Biografi KH. Syamsuri Brabo
Sumber Gambar: foto istimewa

Daftar Isi Biografi KH. Syamsuri Brabo

1.    Riwayat Hidup dan Keluarga
1.1  Lahir
1.2  Riwayat Keluarga
1.3  Wafat
2.    Sanad Ilmu dan Pendidikan
2.1  Guru-guru
3.    Perjalanan Hidup dan Dakwah
3.1  Mendirikan Pesantren
4.    Kisah Karomah dan Teladan
4.1  Teladan
4.2  Pribadi Penyabar
4.3  Karomah

1. Riwayat Hidup dan Keluarga

1.1 Lahir

KH. Syamsuri Brabo lahir pada tanggal 21 April 1906 di Tlogogedong Demak Jawa Tengah. Beliau merupakan putra dari pasangan KH. Dahlan bin Nolo Khoiron, seorang pemuka agama dan oleh masyarakat dipercaya menjadi imam di sebuah mushala di desa Tlogogedong Demak

1.2 Wafat

KH. Syamsuri Brabo berpulang ke rahmatullah tepat ba’da Magrib malam Rabu, 23 Shofar (4 Oktober 1988). Makam KH. Syamsuri Brabo berada di Taman pemakaman umum di Desa Brabo, Kecamatan Tanggungharjo, Grobogan, Jawa Tengah.

2. Sanad Ilmu dan Pendidikan

Sebagaimana putra seorang pemuka agama, KH. Syamsuri muda sudah diajari pengetahuan keagamaan dasar dengan cukup lengkap, baik dalam hal ibadah, akidah, fikih, juga Al-Qur’an. Bagi beliau, guru yang pertama adalah KH. Dahlan, ayah beliau sendiri. Selanjutnya, KH. Syamsuri muda belajar kepada KH. Abdurrohman Tlogogedong Demak Jawa Tengah.
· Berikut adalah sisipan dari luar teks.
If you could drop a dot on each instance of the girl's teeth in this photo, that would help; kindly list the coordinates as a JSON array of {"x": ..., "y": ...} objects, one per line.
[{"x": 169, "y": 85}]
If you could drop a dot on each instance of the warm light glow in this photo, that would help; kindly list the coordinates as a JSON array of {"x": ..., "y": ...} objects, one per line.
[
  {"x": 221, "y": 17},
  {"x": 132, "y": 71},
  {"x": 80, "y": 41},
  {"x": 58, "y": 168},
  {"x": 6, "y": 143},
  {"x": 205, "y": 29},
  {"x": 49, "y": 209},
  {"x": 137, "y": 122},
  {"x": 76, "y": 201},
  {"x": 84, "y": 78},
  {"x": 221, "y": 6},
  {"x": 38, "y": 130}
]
Saat nyantri kepada KH. Abdurrohman itulah, KH. Syamsuri pernah mendapat wejangan, “Seng sregep ngajine, sisok tak pek mantu” (Kamu rajin mengaji ya…, besok saya jadikan menantu).

Berbekal keyakinan dan semangat yang tinggi, KH. Syamsuri melanjutkan pendidikan beliau dengan belajar kepada Kyai Irsyad Gablog. Setelah selesai, beliau melanjutkan dengan nyantri di Mangkang, lalu belajar juga di Pesantren Tebuireng di bawah asuhan KH. Hasyim Asy’ari.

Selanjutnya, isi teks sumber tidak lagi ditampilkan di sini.